- Interactive map of Murarai I
- Coordinates: 24°22′37″N 87°51′04″E﻿ / ﻿24.376889°N 87.851111°E
- Country: India
- State: West Bengal
- District: Birbhum
- Parliamentary constituency: Birbhum
- Assembly constituency: Murarai

Area
- • Total: 175.51 km^{2} (67.76 sq mi)

Population (2011)
- • Total: 190,802
- • Density: 1,087.1/km^{2} (2,815.7/sq mi)
- Time zone: UTC+5.30 (IST)
- PIN: 731219 (Murarai)
- Telephone/STD code: 03465
- Literacy Rate: 55.67 per cent
- Website: http://birbhum.nic.in/

= Murarai I =

Murarai I is a community development block that forms an administrative division in Rampurhat subdivision of Birbhum district in the Indian state of West Bengal.

==Overview==
Birbhum district is physiographically a part of the ancient Rarh region. The western portion of the district is basically an extension of the Chota Nagpur Plateau. The area has mostly loose reddish lateritic low fertility soil. In the east, the flood plains of the major rivers, such as the Ajay, Bakreshwar, Mayurakshi and Brahmani, have soft alluvial soil. The forest cover is only 3.5% of the total district.

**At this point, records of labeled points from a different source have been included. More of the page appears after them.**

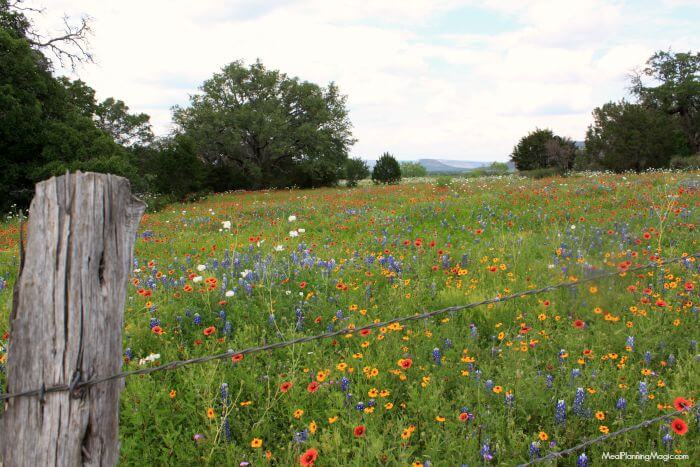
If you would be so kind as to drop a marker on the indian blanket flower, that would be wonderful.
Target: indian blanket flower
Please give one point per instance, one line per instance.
(679, 426)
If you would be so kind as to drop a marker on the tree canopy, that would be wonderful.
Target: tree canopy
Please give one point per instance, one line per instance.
(271, 129)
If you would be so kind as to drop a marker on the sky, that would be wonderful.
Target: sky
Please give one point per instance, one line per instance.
(449, 79)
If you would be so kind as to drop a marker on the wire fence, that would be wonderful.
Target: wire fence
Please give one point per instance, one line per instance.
(76, 387)
(578, 447)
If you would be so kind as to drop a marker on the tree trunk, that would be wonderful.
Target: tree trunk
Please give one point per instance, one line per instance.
(66, 322)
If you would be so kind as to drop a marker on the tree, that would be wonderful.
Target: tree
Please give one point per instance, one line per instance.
(386, 170)
(626, 136)
(560, 153)
(69, 47)
(677, 92)
(111, 115)
(43, 130)
(355, 169)
(413, 169)
(531, 151)
(272, 129)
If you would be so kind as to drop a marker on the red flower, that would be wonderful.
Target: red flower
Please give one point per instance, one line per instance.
(678, 425)
(308, 458)
(286, 386)
(681, 403)
(313, 387)
(237, 358)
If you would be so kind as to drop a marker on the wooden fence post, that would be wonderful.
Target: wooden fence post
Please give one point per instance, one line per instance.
(66, 322)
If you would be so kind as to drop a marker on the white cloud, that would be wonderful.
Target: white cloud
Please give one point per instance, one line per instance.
(452, 94)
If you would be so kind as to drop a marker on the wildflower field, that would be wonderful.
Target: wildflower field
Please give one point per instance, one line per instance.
(503, 383)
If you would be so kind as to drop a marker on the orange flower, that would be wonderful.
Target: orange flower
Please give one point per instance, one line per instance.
(286, 386)
(681, 403)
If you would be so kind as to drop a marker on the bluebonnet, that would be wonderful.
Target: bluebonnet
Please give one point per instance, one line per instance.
(621, 404)
(579, 399)
(643, 391)
(486, 452)
(224, 393)
(437, 356)
(227, 430)
(560, 412)
(667, 441)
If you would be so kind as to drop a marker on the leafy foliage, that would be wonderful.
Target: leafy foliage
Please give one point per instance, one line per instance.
(386, 170)
(274, 130)
(626, 136)
(355, 169)
(413, 169)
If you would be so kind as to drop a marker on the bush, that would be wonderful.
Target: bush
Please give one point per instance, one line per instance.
(686, 162)
(443, 181)
(355, 169)
(386, 170)
(413, 169)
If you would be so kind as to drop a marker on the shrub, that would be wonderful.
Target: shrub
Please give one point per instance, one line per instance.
(413, 169)
(355, 169)
(386, 170)
(686, 162)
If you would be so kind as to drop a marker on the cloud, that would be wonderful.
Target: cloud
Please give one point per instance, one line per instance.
(412, 88)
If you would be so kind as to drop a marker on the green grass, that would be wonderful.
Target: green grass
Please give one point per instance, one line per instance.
(491, 236)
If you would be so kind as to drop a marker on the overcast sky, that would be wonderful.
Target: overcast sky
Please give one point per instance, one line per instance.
(454, 79)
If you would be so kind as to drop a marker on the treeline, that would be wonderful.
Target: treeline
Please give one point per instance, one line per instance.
(249, 127)
(660, 128)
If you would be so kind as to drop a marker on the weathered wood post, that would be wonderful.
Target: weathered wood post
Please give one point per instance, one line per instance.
(66, 322)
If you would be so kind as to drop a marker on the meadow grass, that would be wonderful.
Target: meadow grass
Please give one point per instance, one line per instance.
(480, 386)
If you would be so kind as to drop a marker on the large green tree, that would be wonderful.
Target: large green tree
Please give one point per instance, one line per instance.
(43, 130)
(627, 136)
(267, 128)
(674, 89)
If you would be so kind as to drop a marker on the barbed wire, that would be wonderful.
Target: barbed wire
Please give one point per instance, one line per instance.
(566, 452)
(76, 387)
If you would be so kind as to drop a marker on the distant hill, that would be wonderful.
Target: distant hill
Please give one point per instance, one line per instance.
(449, 166)
(443, 165)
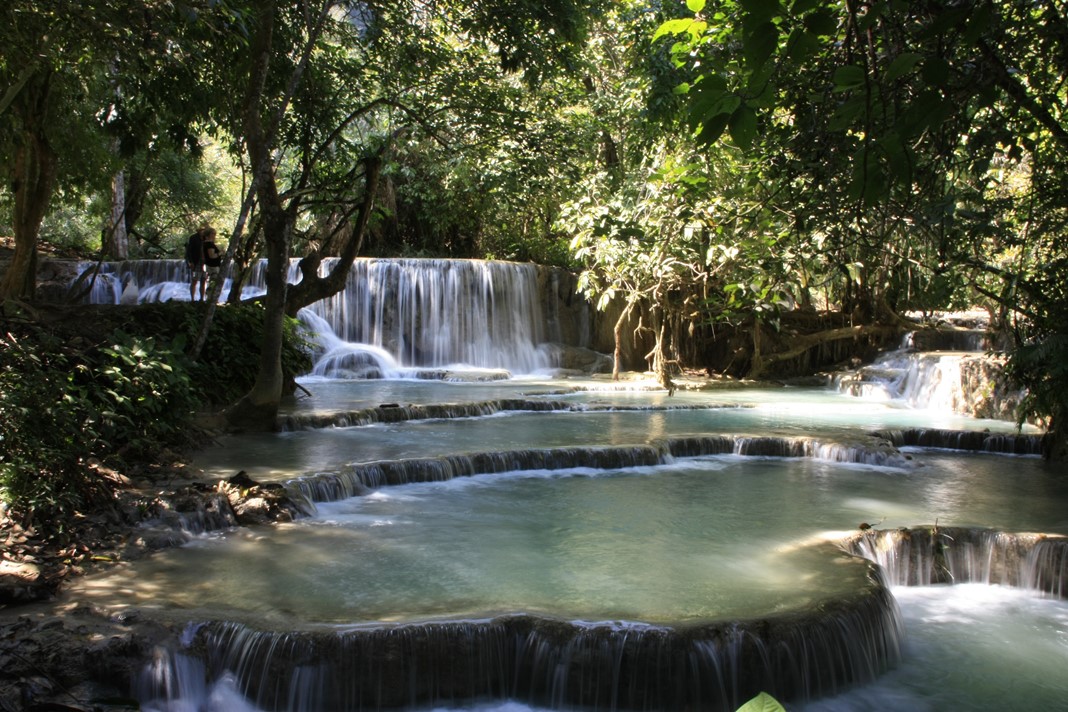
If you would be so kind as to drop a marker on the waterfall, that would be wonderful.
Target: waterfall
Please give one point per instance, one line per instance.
(606, 665)
(922, 556)
(397, 315)
(938, 369)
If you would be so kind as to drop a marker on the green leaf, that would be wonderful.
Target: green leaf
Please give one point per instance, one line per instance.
(821, 22)
(848, 77)
(803, 45)
(742, 126)
(711, 129)
(759, 44)
(936, 72)
(762, 10)
(902, 64)
(847, 113)
(680, 26)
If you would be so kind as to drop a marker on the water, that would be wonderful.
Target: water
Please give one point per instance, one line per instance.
(630, 583)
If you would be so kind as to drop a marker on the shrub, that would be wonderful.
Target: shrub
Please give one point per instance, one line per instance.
(69, 395)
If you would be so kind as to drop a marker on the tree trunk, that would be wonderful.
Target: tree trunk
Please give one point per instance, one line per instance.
(116, 244)
(258, 409)
(313, 287)
(34, 176)
(617, 336)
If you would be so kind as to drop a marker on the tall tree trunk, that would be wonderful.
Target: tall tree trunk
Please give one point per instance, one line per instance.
(313, 287)
(116, 244)
(34, 177)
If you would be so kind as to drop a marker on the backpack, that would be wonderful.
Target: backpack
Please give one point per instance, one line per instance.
(211, 255)
(194, 248)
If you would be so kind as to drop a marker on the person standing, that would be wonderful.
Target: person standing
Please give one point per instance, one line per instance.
(213, 258)
(194, 259)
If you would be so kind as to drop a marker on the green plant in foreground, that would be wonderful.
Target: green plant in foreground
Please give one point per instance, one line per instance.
(763, 702)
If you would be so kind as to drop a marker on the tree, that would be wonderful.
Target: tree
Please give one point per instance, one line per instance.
(287, 42)
(926, 106)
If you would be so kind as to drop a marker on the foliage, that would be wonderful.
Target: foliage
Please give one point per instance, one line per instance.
(763, 702)
(43, 473)
(67, 401)
(894, 133)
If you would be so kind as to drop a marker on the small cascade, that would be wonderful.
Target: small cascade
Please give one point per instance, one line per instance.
(923, 556)
(434, 313)
(873, 452)
(398, 413)
(542, 661)
(957, 378)
(361, 478)
(978, 441)
(395, 316)
(916, 379)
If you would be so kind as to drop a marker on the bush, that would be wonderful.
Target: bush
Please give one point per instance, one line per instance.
(69, 396)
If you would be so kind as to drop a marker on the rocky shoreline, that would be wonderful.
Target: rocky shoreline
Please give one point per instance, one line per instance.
(75, 657)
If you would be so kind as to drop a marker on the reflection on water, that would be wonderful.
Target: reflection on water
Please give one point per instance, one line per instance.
(751, 411)
(689, 540)
(697, 539)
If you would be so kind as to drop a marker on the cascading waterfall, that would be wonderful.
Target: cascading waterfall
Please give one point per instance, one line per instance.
(399, 317)
(958, 378)
(923, 556)
(396, 314)
(609, 666)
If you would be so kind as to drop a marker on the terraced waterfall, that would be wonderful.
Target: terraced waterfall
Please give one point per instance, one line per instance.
(485, 528)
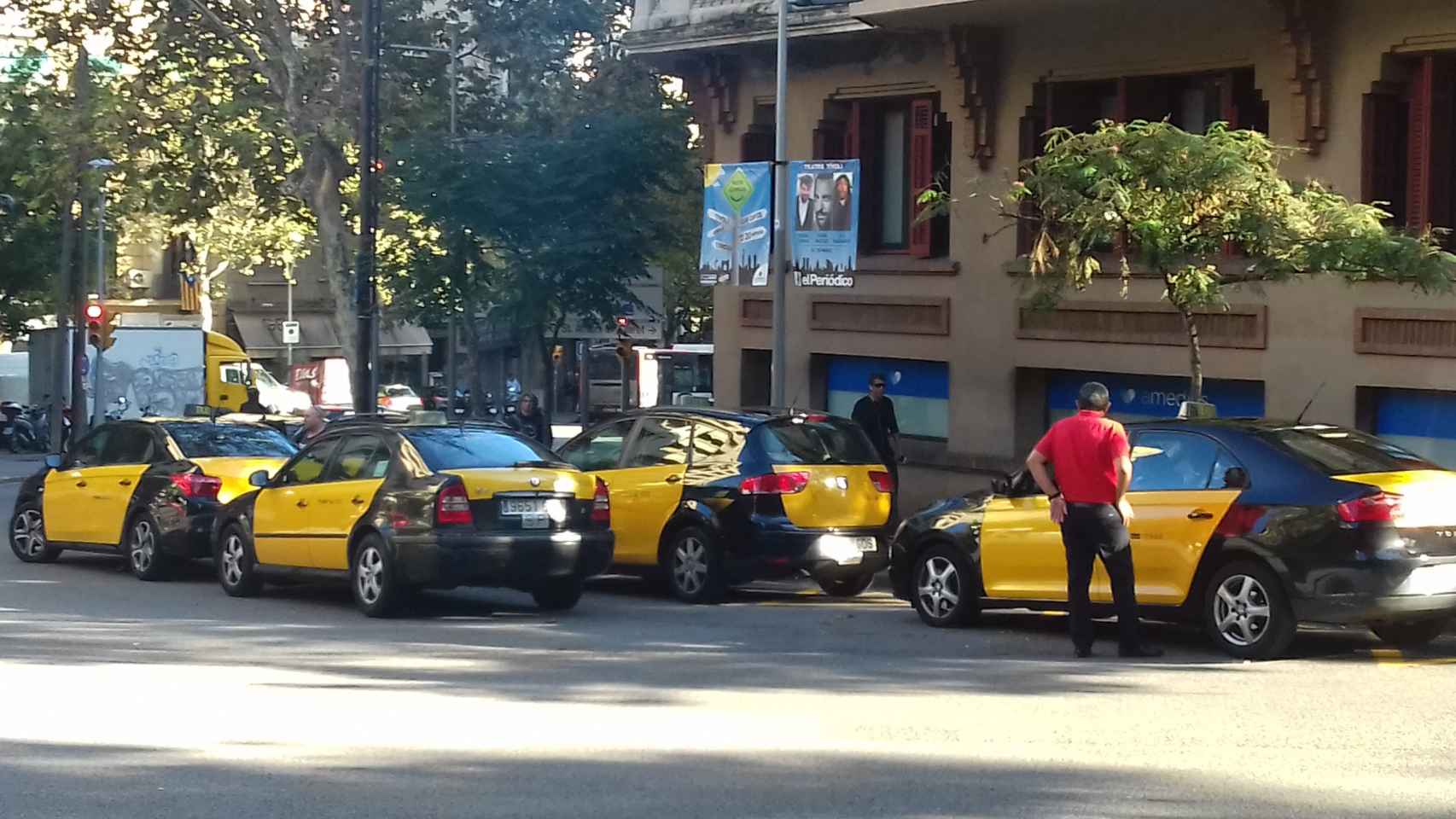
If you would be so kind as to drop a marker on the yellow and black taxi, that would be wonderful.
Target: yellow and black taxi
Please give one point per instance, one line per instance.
(395, 505)
(1245, 527)
(703, 499)
(148, 489)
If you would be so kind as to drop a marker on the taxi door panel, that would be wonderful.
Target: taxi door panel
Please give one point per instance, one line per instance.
(1169, 532)
(278, 526)
(334, 509)
(1021, 550)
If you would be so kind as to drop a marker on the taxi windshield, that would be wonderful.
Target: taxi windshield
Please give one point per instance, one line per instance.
(229, 441)
(816, 441)
(456, 449)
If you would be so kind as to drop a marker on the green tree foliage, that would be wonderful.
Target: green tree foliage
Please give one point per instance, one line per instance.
(1175, 202)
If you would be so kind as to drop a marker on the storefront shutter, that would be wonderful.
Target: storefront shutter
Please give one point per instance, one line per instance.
(922, 171)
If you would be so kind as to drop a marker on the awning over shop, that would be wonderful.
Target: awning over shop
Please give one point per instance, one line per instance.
(317, 338)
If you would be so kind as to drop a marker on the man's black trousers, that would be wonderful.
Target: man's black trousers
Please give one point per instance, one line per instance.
(1091, 531)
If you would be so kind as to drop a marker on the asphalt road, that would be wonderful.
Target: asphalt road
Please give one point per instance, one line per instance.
(131, 700)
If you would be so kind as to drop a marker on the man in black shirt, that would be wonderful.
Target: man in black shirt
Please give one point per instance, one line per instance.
(877, 415)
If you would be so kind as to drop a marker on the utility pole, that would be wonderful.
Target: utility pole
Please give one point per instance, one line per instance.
(779, 265)
(366, 380)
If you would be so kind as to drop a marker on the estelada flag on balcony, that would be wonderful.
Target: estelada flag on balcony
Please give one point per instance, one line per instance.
(823, 210)
(736, 224)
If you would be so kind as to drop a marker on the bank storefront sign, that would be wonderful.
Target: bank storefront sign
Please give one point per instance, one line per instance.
(1152, 398)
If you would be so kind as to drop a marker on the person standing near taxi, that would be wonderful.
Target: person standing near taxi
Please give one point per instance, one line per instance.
(1094, 468)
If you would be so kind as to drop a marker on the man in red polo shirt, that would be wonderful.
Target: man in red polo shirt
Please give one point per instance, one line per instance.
(1094, 468)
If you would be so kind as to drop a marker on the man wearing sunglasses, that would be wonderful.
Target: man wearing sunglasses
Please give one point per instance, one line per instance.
(877, 415)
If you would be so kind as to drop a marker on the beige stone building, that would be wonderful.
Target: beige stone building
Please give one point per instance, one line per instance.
(958, 90)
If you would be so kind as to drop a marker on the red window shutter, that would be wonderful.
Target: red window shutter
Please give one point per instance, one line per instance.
(922, 171)
(1418, 163)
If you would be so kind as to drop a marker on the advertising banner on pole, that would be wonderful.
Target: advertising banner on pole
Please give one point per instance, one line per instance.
(736, 224)
(823, 210)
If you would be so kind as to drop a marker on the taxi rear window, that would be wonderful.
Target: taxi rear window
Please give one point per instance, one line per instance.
(818, 441)
(455, 449)
(1344, 451)
(229, 441)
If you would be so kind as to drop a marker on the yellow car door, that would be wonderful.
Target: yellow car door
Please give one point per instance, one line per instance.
(1021, 549)
(69, 491)
(282, 509)
(341, 498)
(1183, 486)
(649, 488)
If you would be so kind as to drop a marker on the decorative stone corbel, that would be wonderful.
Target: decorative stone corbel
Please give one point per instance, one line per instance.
(975, 55)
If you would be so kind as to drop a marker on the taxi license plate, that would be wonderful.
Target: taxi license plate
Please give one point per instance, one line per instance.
(532, 511)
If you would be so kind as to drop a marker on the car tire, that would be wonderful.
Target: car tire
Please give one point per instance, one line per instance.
(942, 588)
(1247, 612)
(851, 587)
(559, 594)
(28, 538)
(237, 565)
(693, 565)
(142, 547)
(377, 592)
(1410, 635)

Although coal is found in the district and Bakreshwar Thermal Power Station has a capacity of 2,010 MW, the economic condition of Birbhum is dominated by agriculture. From 1977 onwards majorland reforms took place in West Bengal. Land in excess of land ceiling was acquired and distributed amongst the peasants. In Birbhum district, 19,968 hectares of vested agricultural land has been distributed amongst 161,515 beneficiaries, till 2011. However, more than 38% of the operational land holding is marginal or less than 1 acre. The proportion of agricultural labourers amongst total workers in Birbhum district is 45.9%, the highest amongst all districts of West Bengal. Culturally rich Birbhum, with such traditional landmarks as Jaydev Kenduli and Chandidas Nanoor, is home to Visva-Bharati University at Santiniketan, having close association with two Nobel laureates – Rabindranath Tagore and Amartya Sen.

==Geography==

Map of Birbhum district showing community development block and municipal areas. Click on the map to view a larger version.

Chatra, a constituent panchayat of Murarai I block, is located at .

Murarai I Block is part of the Nalhati Plain, one of the four sub-micro physiographic regions occupying the northern portion of Birbhum district. There are hills along the western boundary with Jharkhand. These are extensions of the Rajmahal hills.

Murarai I CD Block is bounded by Pakur CD Block, in Pakur district of Jharkhand, on the north, Murarai II CD Block on the east, Nalhati I CD Block on the south and Maheshpur CD Block in Pakur district of Jharkhand on the west.

Murarai I CD Block has an area of 175.51 km^{2}. It has 1 panchayat samity, 7 gram panchayats, 87 gram sansads (village councils), 85 mouzas and 80 inhabited villages, as per the District Statistical Handbook, Birbhum, 2008. Murarai police station serves this block. The headquarters of this CD Block is at Murarai.

The gram panchayats of Murarai I block/panchayat samiti are: Chatra, Dumurgram, Gorsha, Mohurapur, Murarai, Palsa and Rajgram.

==Demographics==
===Population===
As per the 2011 Census of India, Murarai I CD Block had a total population of 190,802, of which 167,941 were rural and 22,861 were urban. here were 97,510 (51%) males and 93,292 (49%) females. Population below 6 years was 30,514. Scheduled Castes numbered 46,932 (24.60%) and Scheduled Tribes numbered 8,708 (4.56%).

As per 2001 census, Murarai I block had a total population of 154,282, out of which 79,193 were males and 75,087 were females. Murarai I block registered a population growth of 25.90 per cent during the 1991-2001 decade. Decadal growth for Birbhum district was 17.88 per cent. Decadal growth in West Bengal was 17.84 per cent.

Census Towns in Murarai I CD Block are (2011 census figures in brackets): Murarai (5,770), Barua Gopalpur (6,614) and Ambhua (10,477).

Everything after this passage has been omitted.